When I drove around Silicon Valley in 2017, talking to tech gods for a magazine piece, trying to figure out if A.I. would be friend or foe, Washington barely seemed to be on their radar.
As far as they were concerned, they were the nation’s capital. In D.C., pols merely passed laws. In Silicon Valley, techies were creating a new species, trying to conjure a nonhuman sentient mind. Forget Henry Adams; this was Mary Shelley stuff.
Some tech titans were buoyant about the future. Some were wary. Elon Musk warned we might be “summoning the demon.” Silicon Valley was run by a bunch of boys with toys. Brilliant, quirky young engineers trying to get more toys than the others, better rockets or self-driving cars or robots.
Eventually, the digerati gazed east and discovered a fascinating new toy they could fight over: the American president. Suddenly, Democratic Silicon Valley is Trump country. The moment crystallized when Zuckerberg — fed up with Democrats’ sermonizing about his company’s failure to shut down misinformation in 2016 — bought a yacht, put on a gold necklace and got a streetwear makeover, declared that Donald Trump’s response to the assassination attempt was “one of the most bad-ass things I’ve ever seen in my life,” and ended fact-checking at Meta.
Trump is a 78-year-old Luddite who has a beautiful young woman nicknamed the “human printer” following him around with a petite printer in her backpack. She cranks out positive stories to show him and takes dictation for his social media posts. He still prefers a Sharpie to a keyboard.
The tech moguls thought: This could be cool, to not only control all communications and manipulate all emotions in the country, but to reprogram the government’s regulatory engine so it runs like we want it to! Just give some puny millions to Trump’s campaign and inauguration, throw some flattery at the unquenchable maw of Trump’s ego, and you were suddenly at his elbow onstage in the Capitol when he swept back into power.

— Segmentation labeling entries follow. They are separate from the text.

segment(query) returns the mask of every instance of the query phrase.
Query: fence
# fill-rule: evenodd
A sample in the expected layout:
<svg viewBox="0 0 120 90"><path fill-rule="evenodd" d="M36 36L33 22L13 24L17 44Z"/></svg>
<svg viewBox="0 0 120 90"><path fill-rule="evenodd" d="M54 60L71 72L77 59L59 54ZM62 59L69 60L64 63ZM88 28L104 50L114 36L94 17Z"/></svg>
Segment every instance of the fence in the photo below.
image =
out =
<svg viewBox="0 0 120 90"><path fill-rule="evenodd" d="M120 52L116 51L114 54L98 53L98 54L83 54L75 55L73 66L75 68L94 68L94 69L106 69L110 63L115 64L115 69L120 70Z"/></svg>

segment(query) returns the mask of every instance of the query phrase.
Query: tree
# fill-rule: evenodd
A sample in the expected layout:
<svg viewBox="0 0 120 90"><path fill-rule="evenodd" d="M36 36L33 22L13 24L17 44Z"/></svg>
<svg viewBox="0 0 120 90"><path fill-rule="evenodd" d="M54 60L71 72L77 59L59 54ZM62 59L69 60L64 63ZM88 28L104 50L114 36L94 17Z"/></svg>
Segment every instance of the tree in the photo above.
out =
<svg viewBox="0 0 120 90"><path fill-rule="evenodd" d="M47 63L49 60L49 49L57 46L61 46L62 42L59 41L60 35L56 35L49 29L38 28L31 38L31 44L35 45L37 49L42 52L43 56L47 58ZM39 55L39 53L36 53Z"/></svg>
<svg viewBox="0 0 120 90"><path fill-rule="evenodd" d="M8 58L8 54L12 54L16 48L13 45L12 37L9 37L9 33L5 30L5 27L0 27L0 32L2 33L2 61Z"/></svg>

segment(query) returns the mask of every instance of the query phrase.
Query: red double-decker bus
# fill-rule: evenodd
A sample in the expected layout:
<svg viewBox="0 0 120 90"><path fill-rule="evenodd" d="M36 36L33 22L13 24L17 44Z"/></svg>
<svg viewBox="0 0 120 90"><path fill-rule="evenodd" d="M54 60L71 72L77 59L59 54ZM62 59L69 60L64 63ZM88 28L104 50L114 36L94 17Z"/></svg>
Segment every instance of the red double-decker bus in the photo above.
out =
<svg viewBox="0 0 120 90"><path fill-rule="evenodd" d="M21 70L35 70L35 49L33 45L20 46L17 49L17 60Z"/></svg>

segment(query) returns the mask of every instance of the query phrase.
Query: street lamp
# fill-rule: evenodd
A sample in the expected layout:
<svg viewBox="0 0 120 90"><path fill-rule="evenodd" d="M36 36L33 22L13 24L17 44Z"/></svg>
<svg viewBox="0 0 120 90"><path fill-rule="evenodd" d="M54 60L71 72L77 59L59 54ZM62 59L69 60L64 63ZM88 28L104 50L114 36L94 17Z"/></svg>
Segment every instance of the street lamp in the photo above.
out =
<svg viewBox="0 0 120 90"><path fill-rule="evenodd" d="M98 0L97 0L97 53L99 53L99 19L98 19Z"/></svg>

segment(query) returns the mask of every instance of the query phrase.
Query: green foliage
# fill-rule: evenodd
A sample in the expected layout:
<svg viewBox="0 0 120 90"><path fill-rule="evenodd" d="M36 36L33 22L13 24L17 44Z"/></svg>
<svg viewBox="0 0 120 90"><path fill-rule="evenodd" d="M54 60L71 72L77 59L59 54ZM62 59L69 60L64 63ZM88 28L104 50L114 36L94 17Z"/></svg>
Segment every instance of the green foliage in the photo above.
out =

Trump, who always wanted elites to love him, relishes the crème de la tech lining up to kiss his ring. If they see him as a new toy to compete over, he sees them the same way.
The returning president wasted no time putting the cat among the pigeons when he held a news conference Tuesday announcing a joint venture among OpenAI, SoftBank and Oracle called “Stargate” to generate about $100 billion in computing infrastructure for A.I., with a goal to invest $500 billion by the end of Trump’s term.
It was an eye-popping crack in the Donald/Elon bromance, which is being watched closely now that Trump has given Musk the power to roam the West Wing, where he is working out of an office on the second floor, and take a hatchet to government.
The colliding egos of Silicon Valley have joined the colliding egos on the Potomac, but the president is not perturbed. Mixing it up, stirring conflict for its own sake, this is just how Donald Trump has fun.